Questa filosofia radicale si sente in tutto il suo telaio. La moto è sorprendentemente compatta, tagliata come una 600, con una posizione di guida che piega il corpo senza compromessi. Il telaio imponente e il forcellone massiccio ispirano fiducia, ma non mentono: la ZX-10R è un'arma di precisione. La sua frenata, con le pinze radiali e i dischi a petalo da 300 mm, è di un'efficacia mozzafiato, anche se il sistema anti-dribble può sorprendere destabilizzando leggermente l'anteriore durante le entrate violente. È a suo agio in curva, agile, ma diventa fisicamente impegnativa non appena la si spinge al di là dei suoi limiti apparenti.

Allora, per chi è questa furia verde? Sicuramente non per un principiante, né nemmeno per un viaggiatore in cerca di comfort. È la moto del pistard puro e duro, di quello che cerca la sensazione bruta e la performance assoluta, anche a costo di doverla domare. I pareri sulla Kawasaki ZX-10R 1000 del 2005 sono spesso divisi: geniale in circuito, intimidatoria e faticosa su strada.
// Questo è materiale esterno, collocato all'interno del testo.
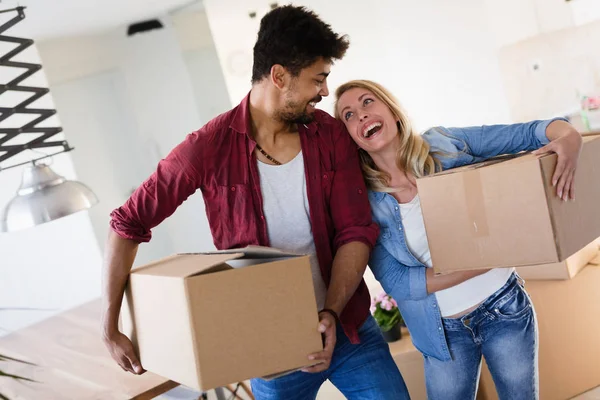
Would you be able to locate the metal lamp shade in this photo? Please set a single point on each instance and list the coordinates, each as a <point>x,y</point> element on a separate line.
<point>44,196</point>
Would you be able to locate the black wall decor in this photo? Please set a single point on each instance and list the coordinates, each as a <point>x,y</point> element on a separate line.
<point>34,137</point>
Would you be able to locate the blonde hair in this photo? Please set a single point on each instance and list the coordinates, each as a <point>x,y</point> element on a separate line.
<point>414,154</point>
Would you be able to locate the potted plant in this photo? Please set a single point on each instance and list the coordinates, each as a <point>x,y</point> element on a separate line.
<point>385,311</point>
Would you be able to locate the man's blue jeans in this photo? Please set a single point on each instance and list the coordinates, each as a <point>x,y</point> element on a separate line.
<point>364,371</point>
<point>503,329</point>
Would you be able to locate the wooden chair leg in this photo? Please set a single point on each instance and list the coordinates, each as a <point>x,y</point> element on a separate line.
<point>247,390</point>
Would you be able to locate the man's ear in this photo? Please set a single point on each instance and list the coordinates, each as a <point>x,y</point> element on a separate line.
<point>279,76</point>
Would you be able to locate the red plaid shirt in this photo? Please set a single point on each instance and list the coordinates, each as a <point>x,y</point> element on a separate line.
<point>219,160</point>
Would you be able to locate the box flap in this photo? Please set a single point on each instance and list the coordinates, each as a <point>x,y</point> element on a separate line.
<point>184,265</point>
<point>256,252</point>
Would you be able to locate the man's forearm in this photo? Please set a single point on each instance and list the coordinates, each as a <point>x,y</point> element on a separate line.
<point>119,255</point>
<point>347,271</point>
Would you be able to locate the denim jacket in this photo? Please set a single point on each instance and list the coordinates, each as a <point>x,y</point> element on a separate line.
<point>399,272</point>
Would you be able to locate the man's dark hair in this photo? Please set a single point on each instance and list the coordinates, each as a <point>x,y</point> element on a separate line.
<point>295,38</point>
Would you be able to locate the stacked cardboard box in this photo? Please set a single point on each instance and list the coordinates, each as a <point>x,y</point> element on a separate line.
<point>568,315</point>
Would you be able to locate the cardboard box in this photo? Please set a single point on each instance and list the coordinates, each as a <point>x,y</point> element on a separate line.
<point>569,349</point>
<point>505,213</point>
<point>199,321</point>
<point>562,270</point>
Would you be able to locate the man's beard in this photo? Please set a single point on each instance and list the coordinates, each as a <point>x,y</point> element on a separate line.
<point>294,114</point>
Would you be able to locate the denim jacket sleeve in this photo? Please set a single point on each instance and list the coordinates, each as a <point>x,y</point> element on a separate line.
<point>398,280</point>
<point>490,140</point>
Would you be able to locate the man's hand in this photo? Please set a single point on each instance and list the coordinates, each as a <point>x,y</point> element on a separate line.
<point>323,358</point>
<point>121,350</point>
<point>566,143</point>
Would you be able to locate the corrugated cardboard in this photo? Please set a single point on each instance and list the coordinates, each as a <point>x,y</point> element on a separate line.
<point>562,270</point>
<point>200,322</point>
<point>505,213</point>
<point>411,365</point>
<point>569,351</point>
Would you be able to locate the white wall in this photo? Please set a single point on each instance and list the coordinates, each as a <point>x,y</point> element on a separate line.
<point>512,21</point>
<point>437,57</point>
<point>163,84</point>
<point>55,265</point>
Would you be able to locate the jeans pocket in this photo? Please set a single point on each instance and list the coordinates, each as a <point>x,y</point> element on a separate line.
<point>513,305</point>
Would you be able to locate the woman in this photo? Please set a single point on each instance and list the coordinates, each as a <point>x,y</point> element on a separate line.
<point>453,319</point>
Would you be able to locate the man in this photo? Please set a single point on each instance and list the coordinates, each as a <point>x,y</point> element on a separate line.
<point>274,171</point>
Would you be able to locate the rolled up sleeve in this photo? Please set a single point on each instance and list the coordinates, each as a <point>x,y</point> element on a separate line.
<point>156,198</point>
<point>398,280</point>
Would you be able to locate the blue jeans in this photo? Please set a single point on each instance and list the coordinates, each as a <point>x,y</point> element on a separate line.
<point>360,371</point>
<point>503,329</point>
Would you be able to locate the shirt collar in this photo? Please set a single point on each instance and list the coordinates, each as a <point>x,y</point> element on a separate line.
<point>377,196</point>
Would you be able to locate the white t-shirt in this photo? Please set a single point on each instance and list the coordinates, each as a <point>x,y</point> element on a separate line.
<point>456,298</point>
<point>286,210</point>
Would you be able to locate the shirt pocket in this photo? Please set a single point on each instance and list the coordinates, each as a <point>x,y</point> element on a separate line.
<point>385,233</point>
<point>236,217</point>
<point>327,184</point>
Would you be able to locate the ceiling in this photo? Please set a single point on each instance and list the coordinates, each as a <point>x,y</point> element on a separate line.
<point>47,19</point>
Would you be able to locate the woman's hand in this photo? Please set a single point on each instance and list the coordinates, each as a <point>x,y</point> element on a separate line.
<point>566,142</point>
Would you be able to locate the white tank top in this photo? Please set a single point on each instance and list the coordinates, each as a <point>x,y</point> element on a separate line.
<point>286,210</point>
<point>456,298</point>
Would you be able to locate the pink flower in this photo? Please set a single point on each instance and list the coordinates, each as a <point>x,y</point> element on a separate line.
<point>386,305</point>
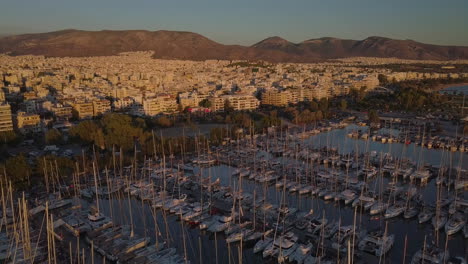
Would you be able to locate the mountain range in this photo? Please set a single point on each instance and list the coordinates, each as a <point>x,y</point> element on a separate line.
<point>193,46</point>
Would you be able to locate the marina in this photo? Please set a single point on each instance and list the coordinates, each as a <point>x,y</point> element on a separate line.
<point>262,199</point>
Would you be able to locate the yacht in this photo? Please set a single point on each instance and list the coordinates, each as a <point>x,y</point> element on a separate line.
<point>394,210</point>
<point>455,223</point>
<point>431,254</point>
<point>377,243</point>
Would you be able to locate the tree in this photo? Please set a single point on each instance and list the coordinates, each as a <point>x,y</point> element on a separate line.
<point>319,115</point>
<point>18,170</point>
<point>53,136</point>
<point>163,121</point>
<point>382,79</point>
<point>205,103</point>
<point>227,106</point>
<point>373,117</point>
<point>343,104</point>
<point>8,137</point>
<point>323,104</point>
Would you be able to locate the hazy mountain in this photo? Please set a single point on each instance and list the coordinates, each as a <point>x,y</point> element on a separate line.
<point>192,46</point>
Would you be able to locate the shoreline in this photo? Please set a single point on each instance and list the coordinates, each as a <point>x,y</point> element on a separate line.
<point>445,86</point>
Il suo prezzo all'epoca, 13.499 euro, ne faceva già un impegno serio. Oggi, se ci si chiede qual è il prezzo di una Kawasaki ZX-10R 1000 del 2016 o del 2018 in Francia, è spesso per ritrovare un po' di questa essenza selvaggia che si è un po' edulcorata con le generazioni successive. La 2004 resta un monumento, un richiamo brutale che la performance pura ha un gusto aspro ed esaltante.